Right now, at Chelsea High School (CHS), fall sports teams in the realms of football or soccer are preparing to start practice and begin the team gelling process that most everyone has been part of at one time or another.
Whether it’s Little League, soccer or even an academic project – the team concept is pretty much a cornerstone of youth.
It’s almost taken for granted.
However, for many visually impaired young people at CHS, such an experience is often foreign or even out of reach due to the challenges of their impairment.
For two CHS students, though, the team concept has been restored through an innovative game called ‘Goal Ball’ that is similar to soccer, but specifically tailored for those with visual impairments. In fact, participants and Coach Stephanie Haffa are preparing for the start of their season this coming September, and members of last year’s inaugural team spoke to the Record recently about how Goal Ball has been transformative in their experience at CHS.
“I feel like a burden sometimes because other students don’t want to help me and I don’t want to be a burden,” said CHS incoming Sophomore Precious Perez. “In Goal Ball, we have expectations, we huddle and we’re all treated the same. There are no adaptations or ‘helps’ needed to play. Everyone is blindfolded and everyone is equal in the game. It feels so good to say to my friends that I’m going to practice. I am part of a team. It can be a matter of pride for us.”
The opportunity to play came via the organization ViStars Inc. that unites visually-impaired young people in Chelsea and all over the North Shore in an after-school program based in Malden.
In fact, last year’s inaugural Goal Ball team, which featured Chelsea residents Jade Lara and Precious Perez, became such a success that the team was picked to present their experiences in a speech this past July at the National Federation for the Blind (NFB) conference in Orlando.
“NFB is the largest blind advocacy group in the world and this was the largest convention of blind people,” said Jane Ulwick-Sacca, who is a founder of ViStars and the team sponsor. “The invitation came because the team members did a presentation at the NFB state chapter meeting in Boston. One of the national directors went and was totally charmed. So, the national organization invited them to attend this conference and make the same presentation. Their trip was totally sponsored by NFB.”

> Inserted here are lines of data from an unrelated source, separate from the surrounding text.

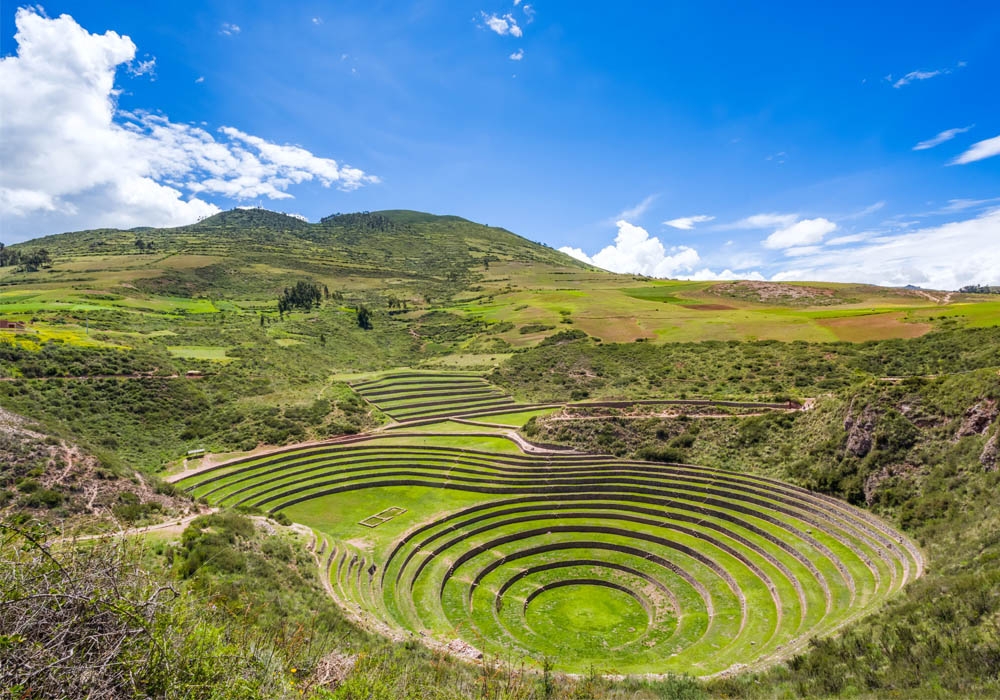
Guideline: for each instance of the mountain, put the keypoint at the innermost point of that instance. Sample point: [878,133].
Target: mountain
[254,252]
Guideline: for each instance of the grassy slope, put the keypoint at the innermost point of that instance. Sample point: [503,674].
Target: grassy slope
[207,286]
[939,637]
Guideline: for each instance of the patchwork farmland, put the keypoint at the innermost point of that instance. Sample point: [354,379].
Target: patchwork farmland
[586,560]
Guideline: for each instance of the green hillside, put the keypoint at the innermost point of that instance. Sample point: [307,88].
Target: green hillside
[451,462]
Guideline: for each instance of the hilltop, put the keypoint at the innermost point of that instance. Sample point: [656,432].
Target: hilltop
[484,275]
[377,372]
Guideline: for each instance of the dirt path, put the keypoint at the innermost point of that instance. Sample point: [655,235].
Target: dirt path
[87,377]
[171,526]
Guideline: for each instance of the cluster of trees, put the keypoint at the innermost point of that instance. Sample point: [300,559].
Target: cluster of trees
[304,295]
[360,220]
[979,289]
[25,260]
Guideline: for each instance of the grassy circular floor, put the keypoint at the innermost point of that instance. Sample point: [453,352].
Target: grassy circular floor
[589,561]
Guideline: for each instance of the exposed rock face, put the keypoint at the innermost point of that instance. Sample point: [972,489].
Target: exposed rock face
[874,481]
[978,418]
[991,453]
[860,430]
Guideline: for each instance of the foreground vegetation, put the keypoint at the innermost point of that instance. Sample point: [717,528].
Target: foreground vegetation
[134,355]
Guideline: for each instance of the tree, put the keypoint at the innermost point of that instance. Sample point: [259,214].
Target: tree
[364,317]
[304,295]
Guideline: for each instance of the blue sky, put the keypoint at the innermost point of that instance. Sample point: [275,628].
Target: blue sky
[780,141]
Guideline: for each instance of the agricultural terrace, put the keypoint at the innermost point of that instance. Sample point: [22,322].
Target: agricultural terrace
[590,561]
[406,396]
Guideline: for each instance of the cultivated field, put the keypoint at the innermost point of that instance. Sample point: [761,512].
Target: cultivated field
[452,533]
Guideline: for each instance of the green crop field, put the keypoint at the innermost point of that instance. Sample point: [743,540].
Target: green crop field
[499,454]
[585,560]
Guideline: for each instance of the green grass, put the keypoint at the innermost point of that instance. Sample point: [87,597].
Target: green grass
[675,542]
[200,352]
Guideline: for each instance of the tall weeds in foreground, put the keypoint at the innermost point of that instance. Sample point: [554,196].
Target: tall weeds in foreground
[83,620]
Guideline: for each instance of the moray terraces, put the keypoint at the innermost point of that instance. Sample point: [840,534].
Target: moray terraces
[451,531]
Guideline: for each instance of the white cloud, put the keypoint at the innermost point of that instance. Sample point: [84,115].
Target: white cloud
[505,25]
[799,251]
[686,223]
[963,204]
[147,67]
[638,210]
[634,251]
[759,221]
[946,135]
[978,151]
[805,232]
[940,257]
[851,238]
[71,160]
[870,209]
[706,275]
[917,75]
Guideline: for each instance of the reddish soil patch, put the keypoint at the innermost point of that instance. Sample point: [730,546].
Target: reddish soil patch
[708,307]
[874,327]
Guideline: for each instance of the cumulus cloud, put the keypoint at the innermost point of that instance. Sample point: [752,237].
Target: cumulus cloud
[635,251]
[942,137]
[978,151]
[801,233]
[71,159]
[948,256]
[505,25]
[686,223]
[706,275]
[147,67]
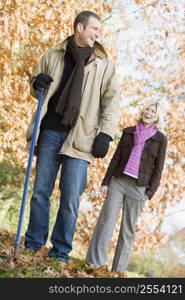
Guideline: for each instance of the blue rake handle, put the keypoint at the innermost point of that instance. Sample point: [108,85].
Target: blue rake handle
[26,183]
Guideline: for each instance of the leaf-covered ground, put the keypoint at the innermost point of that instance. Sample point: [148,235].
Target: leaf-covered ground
[38,265]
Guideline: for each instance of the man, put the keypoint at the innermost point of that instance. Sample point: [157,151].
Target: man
[78,120]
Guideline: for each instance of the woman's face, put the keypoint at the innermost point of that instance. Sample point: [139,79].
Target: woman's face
[149,115]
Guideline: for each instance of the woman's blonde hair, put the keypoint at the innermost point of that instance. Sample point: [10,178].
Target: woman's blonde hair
[159,113]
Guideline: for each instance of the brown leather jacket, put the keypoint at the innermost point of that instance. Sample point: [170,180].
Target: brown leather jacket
[151,164]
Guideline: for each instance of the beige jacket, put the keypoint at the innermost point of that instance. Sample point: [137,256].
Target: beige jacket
[99,110]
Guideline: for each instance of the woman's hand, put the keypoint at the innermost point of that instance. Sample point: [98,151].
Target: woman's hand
[104,190]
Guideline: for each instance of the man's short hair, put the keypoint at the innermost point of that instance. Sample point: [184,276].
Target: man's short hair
[83,18]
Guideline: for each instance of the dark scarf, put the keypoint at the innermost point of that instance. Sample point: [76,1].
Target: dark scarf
[70,100]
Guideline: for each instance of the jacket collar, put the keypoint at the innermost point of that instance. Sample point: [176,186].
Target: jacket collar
[99,49]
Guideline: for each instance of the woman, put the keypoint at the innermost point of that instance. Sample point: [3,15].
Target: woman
[132,177]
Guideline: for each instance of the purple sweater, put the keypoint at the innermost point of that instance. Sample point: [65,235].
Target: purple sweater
[140,136]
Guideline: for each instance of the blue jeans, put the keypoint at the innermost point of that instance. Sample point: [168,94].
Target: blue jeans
[73,180]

Perez, Lara (who has since graduated and will be headed to Brandeis University later this month), and others on the team from neighboring communities had a great experience in Orlando – and they were actually able to get some tips from former U.S. Goal Ball champions.
Lara said she found a real home with the ViStars program and on the Goal Ball team. She said she had tried to participate at CHS, but it was just too difficult because of her visual impairment.
“I used to be so terrified of after-school groups because I felt so uncertain and lost there,” she said. “I think the blindness definitely plays a large part in that. I hate to admit it, but it is ever-present. I remember going in to a community service group and feeling overwhelmed. We broke up in groups and I didn’t know what to do. I just sat there feeling really intimidated. I never really get that involved in my high school because I had the fear of not knowing what to do. ViStars and the Goal Ball team are like my second home. They are a place where I can come be confident and be a leader.”
Last year, the team had to travel some distance to find teams to play – including trips to the South Shore. However, Ulwick-Sacca said Goal Ball has recently been approved by the U.S. Department of Education as a sport for students with visual impairments, and it is also an official Paralympic sport. With those things happening, she said she hopes to see more teams form in the area.
“Our goal is to have a league of teams that we play regularly,” said Ulwick-Sacca. “We’re sort of on the cusp of something that could be very important for students with visual impairments. We started the team because we saw that the students had never been on a softball or baseball team. When they were children, they weren’t able to do any of that. I just wondered why it had to be that way. We started the team and it really took off.”
And while the CHS participants said they were happy to have the experience themselves, both Perez and Lara said they wanted to expand the team quickly so that young children who are blind will have chances they didn’t have – and will be able to take what they learn as kids to an official team at CHS.
“We entered into this with the hopes that it would lead to younger kids being involved in a sport – maybe a Goal Ball Little League,” said Lara. “We hoped that they could have the chance to be on a team, or that at least it’s an option that’s out there for them.”
The CHS/ViStars Goal Ball team will have it’s first game during the second week of September.